OSTEOPATH A practitioner of osteopathy.

OSTEOPATHY A system of medical treatment based on the theory that diseases are chiefly due to the loss of structural integrity in the tissues of the body. Treatment consists of body manipulation (adjustments) surgery, drugs, and diet.

PALMING Gently placing the cupped palms of the hands over closed eyes to relax by visualising pleasant images.

PATCHING Covering one eye with an obscuring material to encourage the uncovered eye to wake up, perceive and strengthen.

PHORIA The tendency of lines of vision to deviate from the normal. Esophoria is the tendency of eyes to deviate (turn) inward (towards the nose). Exophoria is the tendency of eyes to deviate in an outward direction.

PINK EYE, also known as Conjunctivitis, is an inflammation of the blood vessels in the conjunctiva, the membrane that covers the sclera and inside of the eyelids. Conjunctivitis may be caused by bacteria or viruses, making it very contagious.

PRESBYOPIA is an eye condition that typically occurs after the age of forty. Loss of elasticity in the lens of the eyes is the main cause of Presbyopia.

PTERYGIUM A fleshy mass of conjunctiva which usually occurs at the inner side of the eyeball, covering part of the cornea. Pterygiums can cause a disturbance of vision by growing across the pupil.

REFRACTIVE ERROR A deviation in the eye's ability to bend incoming light to create a clear image. Variations are labeled as hyperopia, myopia, presbyopia ('old-age sight') and astigmatism.

REM (RAPID EYE MOVEMENT) Prior to going into deep sleep an individual's eyes make many rapid small movements behind closed lids.

RETINA The responsive layer of specialised nerve cells at the back of the eye which change light into electrical impulses.

RETINOSCOPE An optical instrument that casts a beam of light into the eye revealing whether it is in a state of refractive error.

RETINOSCOPY Objective examination of the refractive powers of the eye by observation with a retinoscope.

ROD CELLS Nerve cells in the retina which register light and dark. They are stimulated in dim light and do not register colour.

SACCADES Quick, small movements that enable the eyes to pick up details and to move from one object of interest to another.

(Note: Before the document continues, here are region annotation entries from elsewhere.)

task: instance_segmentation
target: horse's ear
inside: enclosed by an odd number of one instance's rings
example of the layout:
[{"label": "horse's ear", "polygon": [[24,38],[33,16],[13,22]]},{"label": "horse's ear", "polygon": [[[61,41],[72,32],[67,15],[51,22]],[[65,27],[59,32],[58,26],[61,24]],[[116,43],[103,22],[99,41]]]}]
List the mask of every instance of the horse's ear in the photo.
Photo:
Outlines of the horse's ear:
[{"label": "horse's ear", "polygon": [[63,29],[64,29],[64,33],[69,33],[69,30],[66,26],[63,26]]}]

SQUINT is also known as crossed eyes or Strabismus. It describes the situation where the eyes move out of the aligned state when they are dissociated.


SUNNING Relaxing for short periods in the sunlight with eyes closed. Sunning allows body and eyes to absorb the small amount of UV light essential to human health.

SUPPRESSION The vision of a person with suppression in one eye could be thought of as one dimensional. He finds it difficult to judge the location of an object in space correctly.

SWING Moving attention and body to relax and to activate rapid saccadic movement in the eyes.

ULTRA-VIOLET (UV) That part of the sun's rays with slightly greater frequency than violet. It is also emitted by artificial lamps that are used for healing, growing plants and forming vitamins. Ultra-violet is said to be necessary for human health as it stimulates the pituitary gland.

VISUAL CORTEX A part of the cerebral cortex in the brain, primarily responsible for interpreting visual impulses from the eyes. Also called the visual brain.